As this mechanism is part of the PCI specification, QEMU provides
generic handlers to ease config space access:
pci_host_{data/conf}_{le/be}_ops
.
If you dig into the QEMU code, you will discover that these handlers
end up accessing PCI device config_read/config_write
callbacks. Hence the need for our controller to hold a pci_dev
object to expose its own PCI config space.
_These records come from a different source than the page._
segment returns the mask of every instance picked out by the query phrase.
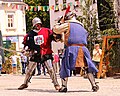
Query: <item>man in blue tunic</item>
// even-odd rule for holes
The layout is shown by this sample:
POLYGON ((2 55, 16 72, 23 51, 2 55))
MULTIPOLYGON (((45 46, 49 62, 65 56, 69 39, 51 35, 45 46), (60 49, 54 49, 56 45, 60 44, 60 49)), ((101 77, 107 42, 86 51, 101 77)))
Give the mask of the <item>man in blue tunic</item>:
POLYGON ((74 70, 75 67, 81 67, 86 71, 92 90, 96 92, 99 86, 95 82, 93 73, 98 72, 98 70, 94 66, 86 47, 88 33, 82 24, 76 20, 76 14, 68 12, 64 20, 54 26, 53 31, 62 35, 62 41, 66 46, 60 69, 62 87, 59 92, 67 92, 68 77, 70 77, 70 71, 74 70))

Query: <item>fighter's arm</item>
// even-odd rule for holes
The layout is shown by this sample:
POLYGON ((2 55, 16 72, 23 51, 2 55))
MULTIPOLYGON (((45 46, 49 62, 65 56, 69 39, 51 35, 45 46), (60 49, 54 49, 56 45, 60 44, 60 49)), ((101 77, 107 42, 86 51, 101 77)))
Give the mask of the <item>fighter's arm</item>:
POLYGON ((61 25, 55 25, 53 27, 53 32, 56 34, 63 34, 64 32, 66 32, 69 28, 69 24, 68 23, 63 23, 61 25))

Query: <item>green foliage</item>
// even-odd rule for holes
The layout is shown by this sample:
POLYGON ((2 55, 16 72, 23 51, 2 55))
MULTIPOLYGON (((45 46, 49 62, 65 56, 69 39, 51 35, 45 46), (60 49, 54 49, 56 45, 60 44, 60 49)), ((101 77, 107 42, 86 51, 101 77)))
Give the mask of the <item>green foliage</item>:
POLYGON ((84 0, 80 9, 83 15, 78 17, 78 20, 83 23, 85 29, 88 31, 88 48, 92 52, 93 44, 101 39, 100 30, 97 24, 96 12, 97 10, 90 9, 93 0, 84 0))
MULTIPOLYGON (((28 6, 47 6, 49 5, 49 0, 24 0, 28 6)), ((44 27, 50 27, 50 17, 49 12, 45 11, 26 11, 26 29, 29 32, 32 28, 32 19, 34 17, 39 17, 42 21, 44 27)))

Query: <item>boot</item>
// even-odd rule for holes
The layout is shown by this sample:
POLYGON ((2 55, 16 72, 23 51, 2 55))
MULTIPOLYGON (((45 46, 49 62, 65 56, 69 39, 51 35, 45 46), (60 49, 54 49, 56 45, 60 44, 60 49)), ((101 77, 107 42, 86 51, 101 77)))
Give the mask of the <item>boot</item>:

We will see in the init functions below how we connect these standard handlers to the right IO memory area of our host brigde controller.
This device is present to expose the PCI config space part of our host bridge controller: vendor id, device id, revision and so on.
You usually don’t need to reimplement the config_read/config_write
handlers. QEMU provides you with default ones
pci_default_read_config
.
During PCI device initialization, you might setup its config space values as the following:
static void master_realize(PCIDevice *d, Error **errp)
{
MasterPCIDevState *s = MASTER_PCI_DEVICE(d);
pci_set_byte(d->config + PCI_LATENCY_TIMER, 0x80);
pci_set_word(d->config + PCI_COMMAND, 0x1d6);
pci_set_long(d->config + PCI_BASE_ADDRESS_0, 0x80000000);
}
The association of these components to the appropriate handlers and mappings is done in the aforementioned initialization functions:
static void master_pcihost_realizefn(DeviceState *d, Error **errp)
{
PCIHostState *h = PCI_HOST_BRIDGE(d);
MasterPCIHostState *s = MASTER_PCI_HOST_BRIDGE(d);
/* CONFIG_ADDR & CONFIG_DATA registers */
memory_region_init_io(&h->conf_mem, OBJECT(h), &pci_host_conf_be_ops, s,
"pci-conf-addr", 4);
memory_region_init_io(&h->data_mem, OBJECT(h), &pci_host_data_le_ops, s,
"pci-conf-data", 4);
memory_region_add_subregion(&s->pci_reg, 0, &h->conf_mem);
memory_region_add_subregion(&s->pci_reg, 4, &h->data_mem);
object_property_set_bool(OBJECT(&s->pci_bus), true, "realized", errp);
object_property_set_bool(OBJECT(&s->pci_dev), true, "realized", errp);
}
static void master_pcihost_initfn(Object *obj)
{
PCIHostState *phs = PCI_HOST_BRIDGE(obj);
MasterPCIHostState *hhs = MASTER_PCI_HOST_BRIDGE(obj);
DeviceState *dev;
memory_region_init(&hhs->pci_mem, obj, "pci", UINT32_MAX);
memory_region_add_subregion_overlap(get_system_memory(),
0, &hhs->pci_mem, -1);
memory_region_init_io(&hhs->pci_reg, obj, &master_reg_ops, hhs,
"master-reg", 4*4);
pci_root_bus_new_inplace(&hhs->pci_bus, sizeof(hhs->pci_bus),
DEVICE(obj), NULL,
&hhs->pci_mem,
&hhs->pci_reg,
0, TYPE_PCI_BUS);
/* Create Master pci device 0.0 */
phs->bus = &hhs->pci_bus;
object_initialize(&hhs->pci_dev, sizeof(hhs->pci_dev),
TYPE_MASTER_PCI_DEVICE);
dev = DEVICE(&hhs->pci_dev);
qdev_set_parent_bus(dev, BUS(&hhs->pci_bus));
object_property_set_int(OBJECT(&hhs->pci_dev), PCI_DEVFN(0,0), "addr", NULL);
qdev_prop_set_bit(dev, "multifunction", false);
}
Notice how we attached the PCI device to the host bridge controller.